As I crossed the line, I realized that my life has indeed changed. I’ve been searching for a way to define myself. Athlete? No. Runner? Not really. Confused? Always. Lonely? Yes, but not in a devastating kind of way anymore. Proud of myself? Kind of, but I’m not really that way. Have I been running from my past? No, there is nothing there to run from-it is who I am. Perhaps I am running towards my future. As I walked through the finish line area with my medal and mylar blanket, stuffing orange slices into my mouth I concluded that I am just another ordinary guy who by the grace of God and with proper motivation was able to do something extraordinary. Thanks to all my family and friends who have supported me. Thanks also to my blogging friends for supporting me as well. I will be here for you as you were for me. Count on it!

Here are the details:

1 9:18
2 8:59
3 8:17
4 8:28
5 8:36 43:38
6 8:49
7 9:03
8 8:58
9 8:21
10 8:36 1:27:25
11 8:39
12 8:55
13 8:46
14 8:50
15 8:48 2:11:22
16 8:31
17 8:41
18 8:32
19 8:34
20 8:37 2:54:16
21 8:17
22 8:38
23 8:45
24 8:46
25 9:29
26.2 10:08 3:48:16

Best mile: 8:17

AVG pace: 8:43/mile. That is averaging 6.88 miles per hour.


Ashville said...

What a story, maybe you should consider writting along with your running. Had us in tears and laughter and made us want to be young again.
young at heart

Wilson's Whiskers said...

Jim, What a story!! When you said that your are just an ordinary guy who was able to do something extraordinary, well, that is what a hero truly is. You are more than a hero. Congrats!
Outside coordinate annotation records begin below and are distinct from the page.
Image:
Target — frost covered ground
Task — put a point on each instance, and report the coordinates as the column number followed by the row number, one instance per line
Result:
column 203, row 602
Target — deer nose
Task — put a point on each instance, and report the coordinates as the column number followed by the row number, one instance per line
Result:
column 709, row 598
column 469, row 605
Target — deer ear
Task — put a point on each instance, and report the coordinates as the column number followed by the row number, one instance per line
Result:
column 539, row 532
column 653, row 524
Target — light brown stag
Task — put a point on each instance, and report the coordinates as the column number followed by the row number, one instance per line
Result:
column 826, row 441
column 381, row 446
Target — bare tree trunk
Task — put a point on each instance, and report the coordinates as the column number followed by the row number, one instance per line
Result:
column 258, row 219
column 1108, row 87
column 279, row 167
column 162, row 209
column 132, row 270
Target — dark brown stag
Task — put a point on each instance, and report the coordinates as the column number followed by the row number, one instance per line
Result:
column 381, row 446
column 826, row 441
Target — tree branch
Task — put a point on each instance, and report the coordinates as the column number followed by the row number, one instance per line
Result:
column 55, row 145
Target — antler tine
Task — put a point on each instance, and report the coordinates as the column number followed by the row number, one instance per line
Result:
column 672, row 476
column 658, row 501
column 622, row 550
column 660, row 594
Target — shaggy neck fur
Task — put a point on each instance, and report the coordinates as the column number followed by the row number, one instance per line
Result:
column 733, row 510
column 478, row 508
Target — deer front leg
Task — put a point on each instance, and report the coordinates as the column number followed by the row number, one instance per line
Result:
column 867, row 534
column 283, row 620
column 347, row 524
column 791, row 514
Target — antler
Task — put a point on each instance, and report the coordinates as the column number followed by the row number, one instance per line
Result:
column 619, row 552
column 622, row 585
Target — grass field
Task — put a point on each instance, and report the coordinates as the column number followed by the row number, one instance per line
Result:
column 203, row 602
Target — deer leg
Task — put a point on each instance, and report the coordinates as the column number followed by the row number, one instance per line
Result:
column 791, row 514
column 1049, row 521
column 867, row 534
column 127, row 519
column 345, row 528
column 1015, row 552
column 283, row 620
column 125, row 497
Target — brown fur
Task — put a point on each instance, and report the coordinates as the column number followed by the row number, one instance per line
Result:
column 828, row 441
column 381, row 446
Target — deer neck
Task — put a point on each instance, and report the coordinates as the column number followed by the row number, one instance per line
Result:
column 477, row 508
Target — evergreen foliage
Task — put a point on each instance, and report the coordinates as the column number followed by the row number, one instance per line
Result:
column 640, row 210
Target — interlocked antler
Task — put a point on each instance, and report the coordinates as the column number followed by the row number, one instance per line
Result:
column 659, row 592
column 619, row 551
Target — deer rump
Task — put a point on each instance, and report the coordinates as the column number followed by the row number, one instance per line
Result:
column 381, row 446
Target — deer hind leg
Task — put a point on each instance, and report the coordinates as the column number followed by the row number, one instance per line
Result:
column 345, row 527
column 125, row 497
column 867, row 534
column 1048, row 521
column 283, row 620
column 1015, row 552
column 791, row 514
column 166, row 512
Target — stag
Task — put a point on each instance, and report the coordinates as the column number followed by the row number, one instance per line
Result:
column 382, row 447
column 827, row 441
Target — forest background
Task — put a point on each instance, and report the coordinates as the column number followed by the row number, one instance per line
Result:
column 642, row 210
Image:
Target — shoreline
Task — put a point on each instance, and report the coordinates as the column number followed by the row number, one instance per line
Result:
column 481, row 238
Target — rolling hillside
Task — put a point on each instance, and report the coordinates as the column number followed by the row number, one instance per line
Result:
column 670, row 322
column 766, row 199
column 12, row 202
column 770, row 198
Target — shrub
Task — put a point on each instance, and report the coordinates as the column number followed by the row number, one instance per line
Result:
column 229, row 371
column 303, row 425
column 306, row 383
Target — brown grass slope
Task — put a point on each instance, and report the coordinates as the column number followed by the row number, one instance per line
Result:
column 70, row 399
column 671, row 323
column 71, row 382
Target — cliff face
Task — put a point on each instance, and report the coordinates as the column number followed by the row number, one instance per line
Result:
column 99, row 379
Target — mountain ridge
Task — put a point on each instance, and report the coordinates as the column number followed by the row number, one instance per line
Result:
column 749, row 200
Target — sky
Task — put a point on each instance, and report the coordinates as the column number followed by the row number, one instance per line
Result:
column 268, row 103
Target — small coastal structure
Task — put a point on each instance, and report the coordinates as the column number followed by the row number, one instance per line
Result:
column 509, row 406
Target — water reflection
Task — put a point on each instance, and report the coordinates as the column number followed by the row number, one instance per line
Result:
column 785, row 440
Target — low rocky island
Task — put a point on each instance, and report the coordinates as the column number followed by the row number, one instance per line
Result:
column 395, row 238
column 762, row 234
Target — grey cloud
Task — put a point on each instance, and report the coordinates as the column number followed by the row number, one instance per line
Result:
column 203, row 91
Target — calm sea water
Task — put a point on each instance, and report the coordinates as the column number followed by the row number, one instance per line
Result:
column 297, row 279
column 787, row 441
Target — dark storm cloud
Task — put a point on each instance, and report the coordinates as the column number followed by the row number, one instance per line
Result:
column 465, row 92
Oh, by the way, the Wilson's Whiskers is from my classroom blog. I didn't want anyone to think I'm growing whiskers!

Phil said...

Great race Jim! You held a great pace for 24 miles and have accomplished what many of us average runners can only dream of doing. I know you have a 3:45 in you on a flat course.

You've got a lot of heart and have certainly provided lots of motivation and inspiration to many of us out here in the blogsphere.

Keep up you running and keep writing your blog. The world needs more runners like you.


Amy said...

That was a great post!

I agree with Phil...the world needs more runners like you. You have been constant inspiration and motivation for me. You are a hero to me and to many more I'm sure of it.